16. El recordar una determinada imagen no es sino echar de menos un determinado instante, y las casas, los caminos, los paseos, desgraciadamente, son tan fugitivos como los años.
17. Indudablemente, lo que así palpita dentro de mi ser será la imagen y el recuerdo visual que, enlazado al sabor aquel, intenta seguirlo hasta llegar a mí.
18. Cuando un hombre está durmiendo tiene en torno, como un aro, el hilo de las horas, el orden de los años y de los mundos.
19. ¡Cada vez que pienso que he malgastado los mejores años de mi vida, que he deseado la muerte y he sentido el amor más grande de mi existencia, todo por una mujer que no me gustaba, que no era mi tipo!
20. Lo que a mí me parece mal en los periódicos es que soliciten todos los días nuestra atención para cosas insignificantes, mientras que los libros que contienen cosas esenciales no los leemos más que tres o cuatro veces en toda nuestra vida.
21. Considero muy razonable la creencia céltica de que las almas de los seres perdidos están sufriendo cautiverio en el cuerpo de un ser inferior, un animal, un vegetal o una cosa inanimada; perdidas para nosotros hasta el día, que para muchos nunca llega, en que suceda que pasamos al lado del árbol, o que entramos en posesión del objeto que les sirve de cárcel. Entonces se estremecen, nos llaman, y en cuanto las reconocemos se rompe el maleficio. Y liberadas por nosotros, vencen a la muerte y tornan a vivir en nuestra compañía. Así ocurre con nuestro pasado. Es trabajo perdido el querer evocarlo, e inútiles todos los afanes de nuestra inteligencia. Ocúltase fuera de sus dominios y de su alcance, en un objeto material (en la sensación que ese objeto material nos daría) que no sospechamos.

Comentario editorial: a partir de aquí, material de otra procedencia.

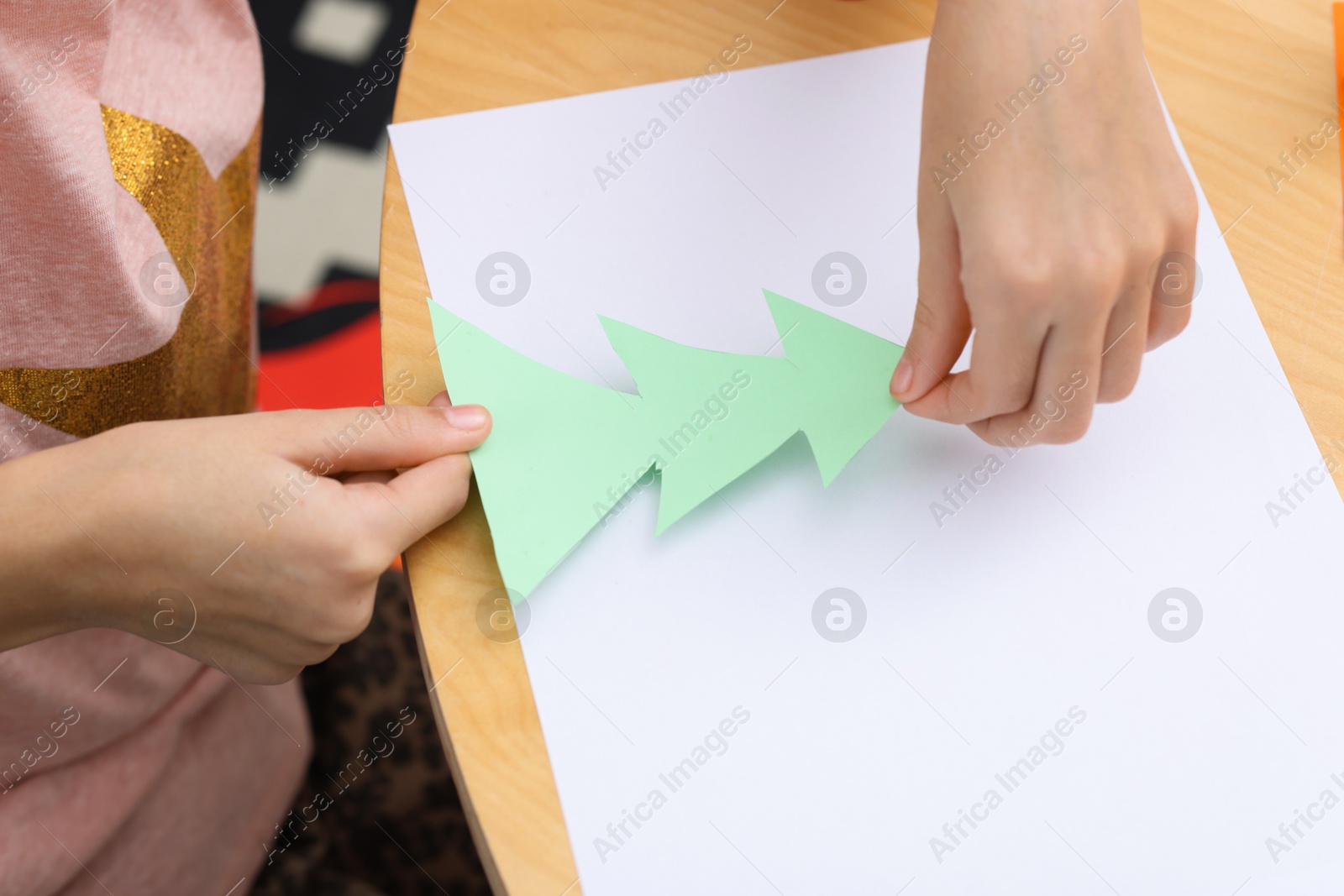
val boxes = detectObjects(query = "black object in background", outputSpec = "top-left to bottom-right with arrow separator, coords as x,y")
251,0 -> 415,183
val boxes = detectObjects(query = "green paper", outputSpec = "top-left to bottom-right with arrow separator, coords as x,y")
428,291 -> 902,596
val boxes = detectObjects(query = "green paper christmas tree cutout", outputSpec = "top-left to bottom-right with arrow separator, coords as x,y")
428,291 -> 902,596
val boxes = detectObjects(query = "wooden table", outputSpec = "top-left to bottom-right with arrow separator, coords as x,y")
381,0 -> 1344,896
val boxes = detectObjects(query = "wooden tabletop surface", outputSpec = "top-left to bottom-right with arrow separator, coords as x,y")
381,0 -> 1344,896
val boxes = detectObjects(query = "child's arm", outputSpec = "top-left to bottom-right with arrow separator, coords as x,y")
0,395 -> 491,684
891,0 -> 1198,443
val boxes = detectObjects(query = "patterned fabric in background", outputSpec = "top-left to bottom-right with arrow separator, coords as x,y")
251,0 -> 489,896
251,0 -> 415,411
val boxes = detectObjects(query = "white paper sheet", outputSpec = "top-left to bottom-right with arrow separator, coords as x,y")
392,42 -> 1344,896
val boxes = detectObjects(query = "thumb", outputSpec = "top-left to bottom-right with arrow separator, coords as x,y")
891,193 -> 970,405
345,454 -> 472,542
266,405 -> 491,475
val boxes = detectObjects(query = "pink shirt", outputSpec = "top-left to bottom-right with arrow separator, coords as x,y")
0,0 -> 311,896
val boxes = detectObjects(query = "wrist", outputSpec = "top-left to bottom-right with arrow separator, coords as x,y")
0,448 -> 111,650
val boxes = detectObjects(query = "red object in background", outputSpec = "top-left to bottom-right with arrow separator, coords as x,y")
257,280 -> 383,411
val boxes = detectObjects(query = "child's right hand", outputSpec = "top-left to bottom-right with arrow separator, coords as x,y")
0,395 -> 491,684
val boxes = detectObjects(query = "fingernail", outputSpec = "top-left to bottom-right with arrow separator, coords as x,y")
444,405 -> 486,430
891,356 -> 916,398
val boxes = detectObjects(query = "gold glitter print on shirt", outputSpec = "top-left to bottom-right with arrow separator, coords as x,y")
0,106 -> 260,438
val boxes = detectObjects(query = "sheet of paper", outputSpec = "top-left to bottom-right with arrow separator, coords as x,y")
428,291 -> 902,599
392,42 -> 1344,896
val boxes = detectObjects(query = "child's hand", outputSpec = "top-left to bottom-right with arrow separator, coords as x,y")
891,0 -> 1198,445
0,395 -> 491,684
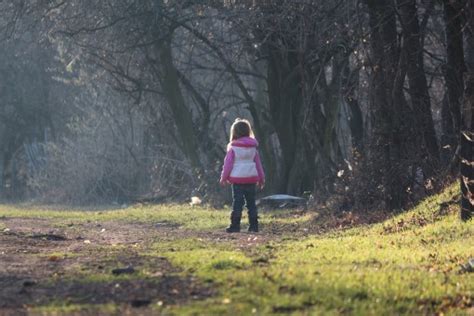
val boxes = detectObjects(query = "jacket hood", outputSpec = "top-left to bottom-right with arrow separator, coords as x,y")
230,137 -> 258,147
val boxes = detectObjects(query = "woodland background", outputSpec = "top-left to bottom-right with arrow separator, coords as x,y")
0,0 -> 474,218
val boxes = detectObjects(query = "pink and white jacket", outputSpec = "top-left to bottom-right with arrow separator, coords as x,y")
221,137 -> 265,184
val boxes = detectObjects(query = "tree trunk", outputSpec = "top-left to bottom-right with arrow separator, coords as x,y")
397,0 -> 439,165
366,0 -> 411,209
460,1 -> 474,221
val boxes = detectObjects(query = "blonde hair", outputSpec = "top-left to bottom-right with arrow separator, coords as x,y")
229,118 -> 255,143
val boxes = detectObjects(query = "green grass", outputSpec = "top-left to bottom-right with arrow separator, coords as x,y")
154,184 -> 474,315
0,186 -> 474,315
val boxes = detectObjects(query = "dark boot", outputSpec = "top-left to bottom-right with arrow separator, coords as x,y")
225,216 -> 240,233
249,217 -> 258,233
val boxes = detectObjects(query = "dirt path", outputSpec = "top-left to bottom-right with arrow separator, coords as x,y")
0,211 -> 320,315
0,218 -> 213,315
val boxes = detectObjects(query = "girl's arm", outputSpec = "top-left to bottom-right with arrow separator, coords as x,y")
253,151 -> 265,185
220,149 -> 235,184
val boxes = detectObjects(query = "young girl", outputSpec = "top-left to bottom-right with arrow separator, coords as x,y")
220,119 -> 265,233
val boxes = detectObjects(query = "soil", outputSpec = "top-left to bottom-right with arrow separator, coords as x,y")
0,211 -> 366,316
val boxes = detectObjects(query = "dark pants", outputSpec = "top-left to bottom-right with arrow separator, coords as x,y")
231,183 -> 258,221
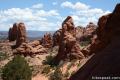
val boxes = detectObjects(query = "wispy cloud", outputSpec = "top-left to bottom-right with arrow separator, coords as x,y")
61,1 -> 110,26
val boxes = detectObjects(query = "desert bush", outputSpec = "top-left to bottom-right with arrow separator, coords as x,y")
2,55 -> 32,80
0,52 -> 8,61
42,55 -> 54,66
64,71 -> 70,78
49,68 -> 63,80
42,65 -> 51,74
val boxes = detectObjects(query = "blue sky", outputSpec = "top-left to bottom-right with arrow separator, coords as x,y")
0,0 -> 120,31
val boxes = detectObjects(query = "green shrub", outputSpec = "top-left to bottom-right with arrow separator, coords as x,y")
49,68 -> 63,80
0,52 -> 8,61
2,55 -> 32,80
42,65 -> 51,74
42,55 -> 54,66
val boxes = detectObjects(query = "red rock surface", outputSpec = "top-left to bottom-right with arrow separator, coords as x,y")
69,4 -> 120,80
41,33 -> 53,48
8,23 -> 26,47
14,40 -> 47,56
53,16 -> 84,64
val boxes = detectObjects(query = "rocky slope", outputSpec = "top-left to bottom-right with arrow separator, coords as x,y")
69,4 -> 120,80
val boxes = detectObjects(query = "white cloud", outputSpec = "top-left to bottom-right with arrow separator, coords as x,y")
61,1 -> 90,10
52,2 -> 58,5
61,1 -> 110,26
36,10 -> 59,16
32,3 -> 43,9
0,6 -> 60,31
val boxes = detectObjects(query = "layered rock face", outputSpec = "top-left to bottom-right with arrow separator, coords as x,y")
8,23 -> 47,56
53,16 -> 84,64
53,29 -> 62,47
14,40 -> 47,56
8,23 -> 26,47
8,23 -> 18,41
76,22 -> 97,42
69,4 -> 120,80
41,33 -> 53,48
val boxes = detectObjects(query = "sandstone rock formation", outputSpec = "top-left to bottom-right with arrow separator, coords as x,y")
8,23 -> 18,41
8,23 -> 26,47
76,22 -> 97,42
69,4 -> 120,80
53,29 -> 62,47
14,40 -> 47,56
41,33 -> 53,48
53,16 -> 84,64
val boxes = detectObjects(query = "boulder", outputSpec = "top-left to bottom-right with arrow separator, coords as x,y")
8,23 -> 26,47
53,29 -> 62,47
14,40 -> 47,56
53,16 -> 84,65
41,33 -> 53,48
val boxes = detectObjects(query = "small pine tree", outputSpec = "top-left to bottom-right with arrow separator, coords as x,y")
50,68 -> 63,80
2,55 -> 32,80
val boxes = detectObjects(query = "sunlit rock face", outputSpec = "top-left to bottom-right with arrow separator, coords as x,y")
8,23 -> 26,47
69,4 -> 120,80
53,16 -> 84,64
41,33 -> 53,48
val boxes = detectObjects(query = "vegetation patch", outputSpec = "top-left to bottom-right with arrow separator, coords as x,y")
2,55 -> 32,80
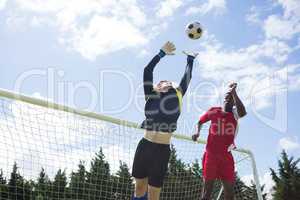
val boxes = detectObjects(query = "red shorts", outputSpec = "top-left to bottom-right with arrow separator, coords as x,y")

22. Ese sabor es el que tenía el pedazo de magdalena que mi tía Leoncia me ofrecía, después de mojado en su infusión de té o de tilo, los domingos por la mañana en Combray (porque los domingos yo no salía hasta la hora de misa), cuando iba a darle los buenos días a su cuarto. Ver la magdalena no me había recordado nada, antes de que la probara; quizá porque, como había visto muchas, sin comerlas, en las pastelerías, su imagen se había separado de aquellos días de Combray para enlazarse a otros más recientes; ¡Quizá porque de esos recuerdos por tanto tiempo abandonados fuera de la memoria no sobrevive nada y todo se va desagregando!; las formas externas -también aquella tan grasamente sensual de la concha, con sus dobleces severos y devotos -, adormecidas o anuladas, habían perdido la fuerza de expansión que las empujaba hasta la conciencia. Pero cuando nada subsiste ya de un pasado antiguo, cuando han muerto los seres y se han derrumbado las cosas, solos, más frágiles, más vivos, más inmateriales, más persistentes y más fieles que nunca, el olor y el sabor perduran mucho más, y recuerdan, y aguardan, y esperan, sobre las ruinas de todo, y soportan sin doblegarse en su impalpable gotita el edificio enorme del recuerdo.
23. Hacía ya muchos años que no existía para mí de Combray más que el escenario y el drama del momento de acostarme, cuando un día de invierno, al volver a casa, mi madre, viendo que yo tenía frío, me propuso que tomara, en contra de mi costumbre, una taza de té. Primero dije que no; pero luego, sin saber por qué, volví de mi acuerdo. Mandó mi madre por uno de esos bollos, cortos y abultados, que llaman magdalenas, que parece que tienen por molde una valva de concha de peregrino. Y muy pronto, abrumado por el triste día que había pasado y por la perspectiva de otro tan melancólico por venir, me llevé a los labios unas cucharadas de té en el que había echado un trozo de magdalena. Pero en el mismo instante en que aquel trago, con las miga del bollo, tocó mi paladar, me estremecí, fija mi atención en algo extraordinario que ocurría en mi interior. Un placer delicioso me invadió, me aisló, sin noción de lo que lo causaba. Y él me convirtió las vicisitudes de la vida en indiferentes, sus desastres en inofensivos y su brevedad en ilusoria, todo del mismo modo que opera el amor, llenándose de una esencia preciosa; pero, mejor dicho, esa esencia no es que estuviera en mí, es que era yo mismo. Dejé de sentirme mediocre, contingente y mortal.